Cassie Taylor / Blue
Blue Spielzeit: 32:47
Medium: CD
Label: Hypertension Music, 2011
Stil: Soul, R&B, Blues

Review vom 23.06.2013


Joachim 'Joe' Brookes
Die Otis Taylor-Tochter Cassie geht eigene Wege. Im Titel ihres Debütalbums "Blue" steckt viel vom Begriff Blues, aber der findet in den zehn Eigenkompositionen so eindeutig oder durchgehend nicht statt. Stattdessen gibt sich die ansonsten quirlige Frau eher sanft, nachdenklich und balladesk. Die Blues Caravan- und Girls With Guitars-Aktivistin (zusammen mit Samantha Fish und
Dani Wilde) hat sich unter den Produzenten-Fittichen von Tim Tucker, der auf vorliegender Platte auch die Gitarre schultert, ins The Rancho Studio (Broomfiled/Colorado) begeben und mit Blick auf die vorherigen Tätigkeiten ein bestimmt nicht zu erwartendes Album eingespielt.

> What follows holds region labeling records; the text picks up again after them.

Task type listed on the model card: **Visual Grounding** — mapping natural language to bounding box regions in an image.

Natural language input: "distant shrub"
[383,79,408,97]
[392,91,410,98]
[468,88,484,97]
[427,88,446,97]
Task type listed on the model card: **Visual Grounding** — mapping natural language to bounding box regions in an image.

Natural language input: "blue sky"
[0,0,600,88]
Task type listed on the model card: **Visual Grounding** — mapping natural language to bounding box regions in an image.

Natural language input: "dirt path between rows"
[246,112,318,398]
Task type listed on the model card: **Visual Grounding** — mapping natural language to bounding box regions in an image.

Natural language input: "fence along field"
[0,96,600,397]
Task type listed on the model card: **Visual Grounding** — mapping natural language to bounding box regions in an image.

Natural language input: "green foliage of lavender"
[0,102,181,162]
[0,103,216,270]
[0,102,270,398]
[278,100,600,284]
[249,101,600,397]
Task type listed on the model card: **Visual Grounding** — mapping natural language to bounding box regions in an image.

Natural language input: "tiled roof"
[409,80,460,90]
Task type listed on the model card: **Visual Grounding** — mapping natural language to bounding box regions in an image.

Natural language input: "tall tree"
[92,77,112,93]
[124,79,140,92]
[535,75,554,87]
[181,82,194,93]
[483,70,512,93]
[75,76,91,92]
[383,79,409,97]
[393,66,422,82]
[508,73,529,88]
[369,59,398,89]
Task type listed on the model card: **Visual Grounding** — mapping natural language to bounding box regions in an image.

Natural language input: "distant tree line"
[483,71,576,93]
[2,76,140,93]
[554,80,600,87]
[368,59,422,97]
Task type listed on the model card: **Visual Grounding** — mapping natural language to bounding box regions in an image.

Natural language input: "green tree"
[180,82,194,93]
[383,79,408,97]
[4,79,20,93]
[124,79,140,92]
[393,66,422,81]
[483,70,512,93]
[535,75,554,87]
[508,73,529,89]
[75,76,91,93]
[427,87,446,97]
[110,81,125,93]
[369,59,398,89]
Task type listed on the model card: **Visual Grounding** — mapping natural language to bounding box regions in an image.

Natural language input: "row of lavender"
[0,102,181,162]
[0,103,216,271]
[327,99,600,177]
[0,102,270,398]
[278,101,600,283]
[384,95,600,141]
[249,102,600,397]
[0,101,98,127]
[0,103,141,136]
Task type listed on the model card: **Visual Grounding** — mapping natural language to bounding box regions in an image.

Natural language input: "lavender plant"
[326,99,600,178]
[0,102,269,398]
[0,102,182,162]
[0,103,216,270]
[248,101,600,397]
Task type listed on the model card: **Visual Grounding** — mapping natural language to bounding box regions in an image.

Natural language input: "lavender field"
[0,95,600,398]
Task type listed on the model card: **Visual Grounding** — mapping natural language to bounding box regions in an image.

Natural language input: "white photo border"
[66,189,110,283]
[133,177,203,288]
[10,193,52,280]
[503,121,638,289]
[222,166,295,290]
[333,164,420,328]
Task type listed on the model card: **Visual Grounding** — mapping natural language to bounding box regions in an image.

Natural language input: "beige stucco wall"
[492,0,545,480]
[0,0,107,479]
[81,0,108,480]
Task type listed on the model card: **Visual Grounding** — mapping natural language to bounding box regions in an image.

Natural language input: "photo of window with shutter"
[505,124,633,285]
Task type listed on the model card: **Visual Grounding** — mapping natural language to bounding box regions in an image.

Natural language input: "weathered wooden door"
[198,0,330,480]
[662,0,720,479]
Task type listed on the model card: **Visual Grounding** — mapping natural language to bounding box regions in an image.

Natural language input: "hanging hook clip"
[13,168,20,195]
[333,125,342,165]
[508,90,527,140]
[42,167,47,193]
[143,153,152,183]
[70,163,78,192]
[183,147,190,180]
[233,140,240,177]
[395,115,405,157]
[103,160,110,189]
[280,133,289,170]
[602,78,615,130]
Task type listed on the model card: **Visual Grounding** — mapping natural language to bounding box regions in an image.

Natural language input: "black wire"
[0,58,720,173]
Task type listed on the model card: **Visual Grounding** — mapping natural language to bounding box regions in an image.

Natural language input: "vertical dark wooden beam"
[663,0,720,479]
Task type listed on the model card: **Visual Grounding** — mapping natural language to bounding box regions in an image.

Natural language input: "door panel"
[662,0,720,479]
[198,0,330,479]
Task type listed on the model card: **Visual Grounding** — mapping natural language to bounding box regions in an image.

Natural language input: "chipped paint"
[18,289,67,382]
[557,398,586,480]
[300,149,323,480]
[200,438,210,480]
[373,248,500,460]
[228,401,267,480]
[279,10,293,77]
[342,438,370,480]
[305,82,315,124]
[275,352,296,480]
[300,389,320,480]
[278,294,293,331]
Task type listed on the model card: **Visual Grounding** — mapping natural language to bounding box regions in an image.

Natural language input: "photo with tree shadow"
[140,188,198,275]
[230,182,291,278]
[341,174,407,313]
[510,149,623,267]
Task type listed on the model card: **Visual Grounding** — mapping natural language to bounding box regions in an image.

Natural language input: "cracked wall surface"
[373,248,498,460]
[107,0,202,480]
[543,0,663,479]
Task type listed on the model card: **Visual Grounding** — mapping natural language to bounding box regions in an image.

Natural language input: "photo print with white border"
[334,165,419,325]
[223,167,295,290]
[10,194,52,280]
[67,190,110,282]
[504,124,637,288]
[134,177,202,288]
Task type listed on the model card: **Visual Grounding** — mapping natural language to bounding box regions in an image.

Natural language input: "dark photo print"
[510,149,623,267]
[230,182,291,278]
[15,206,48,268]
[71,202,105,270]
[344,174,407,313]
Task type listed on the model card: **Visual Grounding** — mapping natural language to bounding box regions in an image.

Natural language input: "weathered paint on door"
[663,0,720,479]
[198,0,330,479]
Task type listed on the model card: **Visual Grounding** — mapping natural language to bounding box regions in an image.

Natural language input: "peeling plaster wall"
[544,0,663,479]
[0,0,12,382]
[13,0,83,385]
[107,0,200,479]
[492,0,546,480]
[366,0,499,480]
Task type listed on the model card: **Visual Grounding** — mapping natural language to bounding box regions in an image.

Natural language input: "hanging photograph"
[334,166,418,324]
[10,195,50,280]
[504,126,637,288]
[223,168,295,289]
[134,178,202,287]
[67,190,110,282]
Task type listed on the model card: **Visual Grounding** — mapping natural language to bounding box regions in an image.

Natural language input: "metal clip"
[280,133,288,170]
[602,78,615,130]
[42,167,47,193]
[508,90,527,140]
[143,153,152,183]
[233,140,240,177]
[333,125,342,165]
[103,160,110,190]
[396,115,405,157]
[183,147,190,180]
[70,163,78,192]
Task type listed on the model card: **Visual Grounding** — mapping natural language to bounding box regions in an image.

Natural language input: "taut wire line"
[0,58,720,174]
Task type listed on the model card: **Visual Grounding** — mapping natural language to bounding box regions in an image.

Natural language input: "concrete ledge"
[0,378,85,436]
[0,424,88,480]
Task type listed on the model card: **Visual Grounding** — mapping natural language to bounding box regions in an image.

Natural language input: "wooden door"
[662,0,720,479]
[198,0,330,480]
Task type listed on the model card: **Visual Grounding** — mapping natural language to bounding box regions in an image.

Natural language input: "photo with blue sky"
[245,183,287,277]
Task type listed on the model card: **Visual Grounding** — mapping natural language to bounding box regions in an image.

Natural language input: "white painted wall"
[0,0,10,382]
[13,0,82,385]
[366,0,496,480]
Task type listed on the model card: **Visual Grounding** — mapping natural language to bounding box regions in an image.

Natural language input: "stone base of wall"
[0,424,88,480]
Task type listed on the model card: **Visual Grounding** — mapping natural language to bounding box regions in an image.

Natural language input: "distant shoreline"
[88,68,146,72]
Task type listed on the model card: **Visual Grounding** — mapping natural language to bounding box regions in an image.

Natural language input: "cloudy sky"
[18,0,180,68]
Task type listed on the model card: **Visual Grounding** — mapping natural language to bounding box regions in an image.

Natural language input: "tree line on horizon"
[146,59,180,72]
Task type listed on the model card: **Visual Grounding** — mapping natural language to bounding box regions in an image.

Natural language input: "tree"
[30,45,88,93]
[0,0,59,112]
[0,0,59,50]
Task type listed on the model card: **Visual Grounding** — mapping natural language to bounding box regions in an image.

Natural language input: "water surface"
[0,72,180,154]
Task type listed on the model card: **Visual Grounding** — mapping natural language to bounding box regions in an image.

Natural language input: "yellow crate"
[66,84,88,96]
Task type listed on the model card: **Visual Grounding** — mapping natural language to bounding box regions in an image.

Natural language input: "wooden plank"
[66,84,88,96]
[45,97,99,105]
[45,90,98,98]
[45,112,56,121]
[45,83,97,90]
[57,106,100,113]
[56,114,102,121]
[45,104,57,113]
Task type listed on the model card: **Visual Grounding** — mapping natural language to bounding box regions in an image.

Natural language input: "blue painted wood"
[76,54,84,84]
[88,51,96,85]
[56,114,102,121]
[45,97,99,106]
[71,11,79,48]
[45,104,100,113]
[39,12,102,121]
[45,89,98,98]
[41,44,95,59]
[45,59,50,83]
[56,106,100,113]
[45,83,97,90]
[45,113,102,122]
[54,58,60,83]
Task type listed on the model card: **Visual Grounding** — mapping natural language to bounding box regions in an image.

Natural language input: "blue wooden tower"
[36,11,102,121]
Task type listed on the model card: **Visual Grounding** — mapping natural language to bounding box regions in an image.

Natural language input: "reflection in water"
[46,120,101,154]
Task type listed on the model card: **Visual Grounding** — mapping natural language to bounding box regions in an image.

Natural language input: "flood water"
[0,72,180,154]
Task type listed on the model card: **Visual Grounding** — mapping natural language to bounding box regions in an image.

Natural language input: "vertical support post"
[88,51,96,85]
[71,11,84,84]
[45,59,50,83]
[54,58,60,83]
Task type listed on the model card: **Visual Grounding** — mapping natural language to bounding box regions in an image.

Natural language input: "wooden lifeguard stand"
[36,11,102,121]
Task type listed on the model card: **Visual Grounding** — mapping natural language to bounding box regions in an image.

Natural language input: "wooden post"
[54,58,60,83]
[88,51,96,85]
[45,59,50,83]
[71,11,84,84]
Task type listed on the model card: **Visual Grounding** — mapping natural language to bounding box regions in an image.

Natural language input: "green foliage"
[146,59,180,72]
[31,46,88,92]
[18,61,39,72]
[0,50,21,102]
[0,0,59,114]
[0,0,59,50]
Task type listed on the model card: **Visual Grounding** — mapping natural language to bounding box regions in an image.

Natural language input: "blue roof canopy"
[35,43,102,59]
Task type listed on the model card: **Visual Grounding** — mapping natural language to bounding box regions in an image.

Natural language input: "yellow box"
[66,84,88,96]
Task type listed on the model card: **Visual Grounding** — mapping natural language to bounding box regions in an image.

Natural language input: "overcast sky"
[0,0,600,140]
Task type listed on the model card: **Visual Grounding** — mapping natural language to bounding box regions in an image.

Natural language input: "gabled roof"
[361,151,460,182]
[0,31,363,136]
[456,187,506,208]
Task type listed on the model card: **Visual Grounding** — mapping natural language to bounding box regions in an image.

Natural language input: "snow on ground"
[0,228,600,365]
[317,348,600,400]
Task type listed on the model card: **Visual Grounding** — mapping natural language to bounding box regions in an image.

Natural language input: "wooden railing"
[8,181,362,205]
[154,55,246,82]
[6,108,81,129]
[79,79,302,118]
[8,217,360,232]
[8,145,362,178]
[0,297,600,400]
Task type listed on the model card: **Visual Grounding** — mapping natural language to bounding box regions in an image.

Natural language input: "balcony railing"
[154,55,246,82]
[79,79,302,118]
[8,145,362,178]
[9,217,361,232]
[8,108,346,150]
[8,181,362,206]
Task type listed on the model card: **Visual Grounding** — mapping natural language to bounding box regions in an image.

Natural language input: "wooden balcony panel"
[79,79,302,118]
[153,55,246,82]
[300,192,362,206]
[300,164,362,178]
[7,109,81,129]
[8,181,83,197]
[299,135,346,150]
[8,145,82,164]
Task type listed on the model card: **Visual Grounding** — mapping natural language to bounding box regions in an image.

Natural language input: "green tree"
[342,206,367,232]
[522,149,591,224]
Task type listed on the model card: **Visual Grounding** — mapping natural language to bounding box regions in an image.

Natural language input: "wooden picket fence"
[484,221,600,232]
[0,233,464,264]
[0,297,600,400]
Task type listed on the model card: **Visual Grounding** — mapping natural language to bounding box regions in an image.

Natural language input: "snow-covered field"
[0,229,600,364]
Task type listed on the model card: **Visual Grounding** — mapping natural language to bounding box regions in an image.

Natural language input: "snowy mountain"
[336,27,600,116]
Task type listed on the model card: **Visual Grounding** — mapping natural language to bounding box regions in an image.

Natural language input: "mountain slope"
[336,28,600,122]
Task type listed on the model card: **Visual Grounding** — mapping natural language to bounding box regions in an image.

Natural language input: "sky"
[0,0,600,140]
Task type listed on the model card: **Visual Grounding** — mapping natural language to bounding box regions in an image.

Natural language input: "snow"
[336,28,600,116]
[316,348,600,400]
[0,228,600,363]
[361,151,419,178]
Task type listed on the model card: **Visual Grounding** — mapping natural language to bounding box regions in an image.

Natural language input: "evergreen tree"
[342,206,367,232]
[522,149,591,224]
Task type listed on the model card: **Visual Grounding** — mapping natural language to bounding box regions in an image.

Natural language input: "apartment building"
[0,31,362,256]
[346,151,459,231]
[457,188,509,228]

Soul, R&B, Funk, ein klein wenig Country und dann erst der Blues sind die tonangebenden Genres von "Blue". Besonders die Damen Denise Gentlini, Hazel Miller, Lindsay Solonyce, Alyssa Clotfelter geben den Tracks, bei denen sie beteiligt sind, mit ihrem Background-Chor soulige Tiefe beziehungsweise Gospel-Feeling. Neben dem etatmäßigen Gitarristen James Rooster Olson sind noch Eric Gales, bereits erwähnter Tim Tucker und Rusty Anderson mit von der Partie. Dann garnieren die Kompositionen noch der Hammond-Mann Fat Willie sowie Harper Steve Marriner.
Sehr persönlich wird die Protagonistin ganz am Ende der Scheibe. Sie begleitet ihren feinen Gesang mit schönen Pianolinien. Erst so in der Mitte der Nummer gesellt sich die Band hinzu. "Waste Of Time" ist definitiv keine Zeitverschwendung und Cassie Taylor zeigt, dass sie am Piano genauso stark auftrumpfen kann, wie auf ihrem Hauptinstrument, dem Bass.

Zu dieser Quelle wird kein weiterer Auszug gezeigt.